I didn’t realize how much anxiety drove my training until it was gone.

For decades, I thought I was being disciplined.

In reality, I was afraid of not doing enough.

That fear showed up as extra sets, extra exercises, and unnecessary sessions—all of it meant to quiet anxiety, not to create adaptation.

Once the anxiety disappeared, the entire experience changed.

Training became quiet.

No urge to add volume.

No second-guessing whether the session “counted.”

No chasing effort for its own sake.

I’m in the studio every day, and I’m completely comfortable training only once a week.

Because the question is no longer “Did I do enough?”

The question is “Did I deliver a real stimulus?”

When the answer is yes, the session is over.

That is the dividing line:

  • Anxiety wants more work.

  • Reason wants sufficient stimulus.

If five exercises produce the same result as one, anxiety says to do all five.

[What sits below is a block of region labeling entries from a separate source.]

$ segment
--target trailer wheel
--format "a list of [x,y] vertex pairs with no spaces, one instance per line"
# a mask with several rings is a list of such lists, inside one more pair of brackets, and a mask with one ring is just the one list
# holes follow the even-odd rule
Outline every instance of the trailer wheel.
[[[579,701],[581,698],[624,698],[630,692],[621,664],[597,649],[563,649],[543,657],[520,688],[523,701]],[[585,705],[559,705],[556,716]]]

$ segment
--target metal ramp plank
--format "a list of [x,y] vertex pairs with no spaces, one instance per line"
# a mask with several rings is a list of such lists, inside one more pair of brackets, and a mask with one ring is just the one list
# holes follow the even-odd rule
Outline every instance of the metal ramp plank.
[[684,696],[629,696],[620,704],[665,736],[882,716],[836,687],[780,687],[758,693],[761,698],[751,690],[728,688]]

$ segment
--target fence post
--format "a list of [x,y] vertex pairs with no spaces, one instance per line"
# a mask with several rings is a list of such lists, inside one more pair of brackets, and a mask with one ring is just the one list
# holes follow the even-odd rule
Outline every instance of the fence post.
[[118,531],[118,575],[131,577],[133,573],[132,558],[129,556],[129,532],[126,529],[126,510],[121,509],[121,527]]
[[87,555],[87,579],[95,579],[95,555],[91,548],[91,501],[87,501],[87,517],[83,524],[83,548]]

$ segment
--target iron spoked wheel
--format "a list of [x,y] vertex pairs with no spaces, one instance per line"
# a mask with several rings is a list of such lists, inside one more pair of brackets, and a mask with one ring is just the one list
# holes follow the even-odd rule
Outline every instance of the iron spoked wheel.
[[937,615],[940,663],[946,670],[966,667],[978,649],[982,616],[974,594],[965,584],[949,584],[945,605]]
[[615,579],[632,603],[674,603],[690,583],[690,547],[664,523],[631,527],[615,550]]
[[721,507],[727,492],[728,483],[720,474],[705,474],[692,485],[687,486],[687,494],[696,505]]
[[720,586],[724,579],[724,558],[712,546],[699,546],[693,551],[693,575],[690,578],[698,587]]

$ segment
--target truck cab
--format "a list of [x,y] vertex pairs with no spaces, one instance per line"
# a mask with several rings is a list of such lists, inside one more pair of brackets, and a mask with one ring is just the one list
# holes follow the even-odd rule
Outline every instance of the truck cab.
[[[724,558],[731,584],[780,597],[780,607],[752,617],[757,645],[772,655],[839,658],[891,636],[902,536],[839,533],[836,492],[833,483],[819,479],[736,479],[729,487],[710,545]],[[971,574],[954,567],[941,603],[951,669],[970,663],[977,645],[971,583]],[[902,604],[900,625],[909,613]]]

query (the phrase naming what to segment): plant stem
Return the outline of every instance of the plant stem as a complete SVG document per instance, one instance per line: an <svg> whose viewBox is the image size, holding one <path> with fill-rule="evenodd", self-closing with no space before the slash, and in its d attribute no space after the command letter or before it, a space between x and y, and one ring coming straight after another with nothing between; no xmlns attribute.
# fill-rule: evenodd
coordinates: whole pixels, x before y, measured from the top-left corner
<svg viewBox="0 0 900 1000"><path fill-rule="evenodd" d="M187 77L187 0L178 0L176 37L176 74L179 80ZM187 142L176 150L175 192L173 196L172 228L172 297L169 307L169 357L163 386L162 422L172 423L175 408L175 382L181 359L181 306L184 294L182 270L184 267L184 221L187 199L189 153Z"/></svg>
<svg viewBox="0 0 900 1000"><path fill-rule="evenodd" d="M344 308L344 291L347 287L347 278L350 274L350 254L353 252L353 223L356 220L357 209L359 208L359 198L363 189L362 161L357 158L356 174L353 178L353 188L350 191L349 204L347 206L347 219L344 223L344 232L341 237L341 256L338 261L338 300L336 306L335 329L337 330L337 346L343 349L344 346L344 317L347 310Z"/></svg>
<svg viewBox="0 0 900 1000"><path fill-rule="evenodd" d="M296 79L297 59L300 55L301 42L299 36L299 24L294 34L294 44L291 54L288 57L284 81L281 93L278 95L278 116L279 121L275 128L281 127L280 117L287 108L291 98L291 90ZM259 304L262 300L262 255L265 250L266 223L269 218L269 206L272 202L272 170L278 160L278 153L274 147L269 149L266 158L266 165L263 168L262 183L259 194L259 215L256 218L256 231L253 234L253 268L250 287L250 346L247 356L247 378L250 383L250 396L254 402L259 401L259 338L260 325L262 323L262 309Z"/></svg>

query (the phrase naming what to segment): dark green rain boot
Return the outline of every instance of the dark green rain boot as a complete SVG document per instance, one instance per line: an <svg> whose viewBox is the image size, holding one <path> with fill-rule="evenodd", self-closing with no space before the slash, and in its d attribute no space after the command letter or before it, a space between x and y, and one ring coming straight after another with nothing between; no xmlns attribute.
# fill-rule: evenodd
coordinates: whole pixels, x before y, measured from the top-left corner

Reason says one is enough.

My aim is to help others recognize this difference.

Most call their anxiety “motivation,” ”doing the work,” “discipline.”

They don’t see the fear underneath.

But when anxiety stops driving the process, training becomes honest, efficient, and far more productive.

When you stop running from “not enough,” you can finally train for the right reason: to stimulate change, and no more.